Slavery in New Zealand

How come we tolerated such appalling working conditions for so long? (And a tick for crusading journalism.) 

Charles Dickens would be appalled. So would Fredrick Engels who wrote The Condition of the Working Class in England, as would New Zealand’s Sweating Commission of 1890. Even Simon Legree, the slave owner in Harriet Beecher’s Stowe’s Uncle Tom’s Cabin, would be astonished at the working conditions and wages (or lack of) that employers were getting away with. But this is not in the nineteenth century nor even the twentieth. It is in this one, and even more extraordinarily it was neither in industrialising Britain nor slave-owning America. The slavery is in New Zealand.

 

The working conditions? Up to 18 hours a day with food, water and sleeping accommodation of the lowest quality. The pay rates? Often cents per hour, if paid at all.

 

Ah, you say, the slave labour is not actually in New Zealand, it is Asians on ships in our Exclusive Economic Zone (when they are not in port).
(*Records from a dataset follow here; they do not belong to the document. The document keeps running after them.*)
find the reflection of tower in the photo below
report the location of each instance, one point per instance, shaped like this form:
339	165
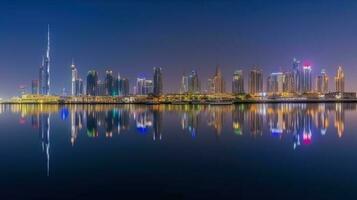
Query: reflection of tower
157	118
321	120
109	123
340	119
44	131
76	125
238	119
But we claim the EEZ and they are fishing with our permission, using Individual Transferable Quota (ITQ) issued by the New Zealand government. It really has something to do with us.

 

First, some background. The average person on the planet eats about 17 kilograms of fish a year. You wont be far off that yourself if you eat fish on Fridays. The rising demand has generated two forms of exploitation.

 

First, the world has been fishing species to extinction. When one disappears, fishers seek out others. It is true that an increasing proportion of the fish come from ‘sustainable’ aquaculture, but farmed fish are usually fed fish from the sea.

 

New Zealand has a good record on this environmental exploitation because the ITQs are designed to allow fishing only at sustainable levels. I was marginally involved in their introduction thirty years ago and I do not recall anybody saying then that while the ITQ was brilliant in principle, the application of the principle is very complicated and clumsy. Even so, we are but one of a handful of countries that try to maintain a sustainable fish stock in this way and, in any case, vast areas of sea are outside countries’ EEZs while ITQs do not work for migrating fish – notably tuna. (New Zealand, by the way, has been active in international trading negotiations demanding that the subsidies for fishing be wound back. Alas we have been about as successful in this as in arguing for the elimination of subsidies on agriculture.)

 

Second, many crew on fishing vessels are exploited. Typically they are Asians – say, in our case, Indonesians – with officers from another country – say, Korea. The ships usually fly flags of convenience – including those from countries which have no sea borders – and regularly change them and their ship’s names to obscure the true ownership, especially when the rustbuckets are caught out.

 

How come they are fishing here? While the rules of ITQs say that they must be owned by New Zealand entities, the quota may be leased to foreign fishing companies. Asian-owned ones have been willing to offer better returns to the quota owners. That is not true for all the fishing in our waters. Some is under New Zealand flags and employ crew (including New Zealanders) with New Zealand pay rates and working conditions.

 

You can read more about the appalling practices in Michael Field’s The Catch: How Fishing Companies Reinvented Slavery and Plundered the Oceans. (And while commending the book, I also commend publisher Mary Varnham of Awa Press who, reading of Michael’s work in newspapers, asked him to write the book.)

 

Before you get too indignant – and give up eating fish – the New Zealand parliament eventually got around to addressing the disgrace. The last statute the previous parliament passed was the Fisheries (Foreign Charter Vessels and Other Matters) Amendment Act 2014, which requires that, from May 2016, all foreign-owned fishing vessels are to fly under a New Zealand flag and obey all New Zealand laws including labour ones.

 

So don’t be surprised if fish prices rise a little thereafter. It will still be healthy food with the advantage that it has been caught decently as well as sustainably. Since the regime does not apply elsewhere fish eaten overseas may not be as clean.

 

The time between Michael’s first articles in 2011 and the enactment was three years – five before implementation. (There was a review committee in between.) That is not too bad for us. However, foreign fishing began in the 1980s so who knows how much exploitation has occurred. Why did it take so long?

 

One factor is that new situations often generates abuses faster than we can respond to them. But thirty years? Perhaps because it was outside our purview but ,come on, we are proud of our huge EEZ. Then again, it did not involve New Zealanders but guest workers. Aside from the implicit racism, are we really willing to tolerate their getting a bum deal – do they on land?

 

I am left with the uneasy feeling that this is yet another instance of our penchant for light-handed regulation, of ignoring the uncomfortable, of leaving the unregulated market to deliver high-quality, ethical, sustainable products and services. It does not always work, does it?

 

Will there be an apology from the lackadaisical government? At the very least it could offer crusading journalist Michael Field a knighthood, perhaps in tandem with Nicky Hager.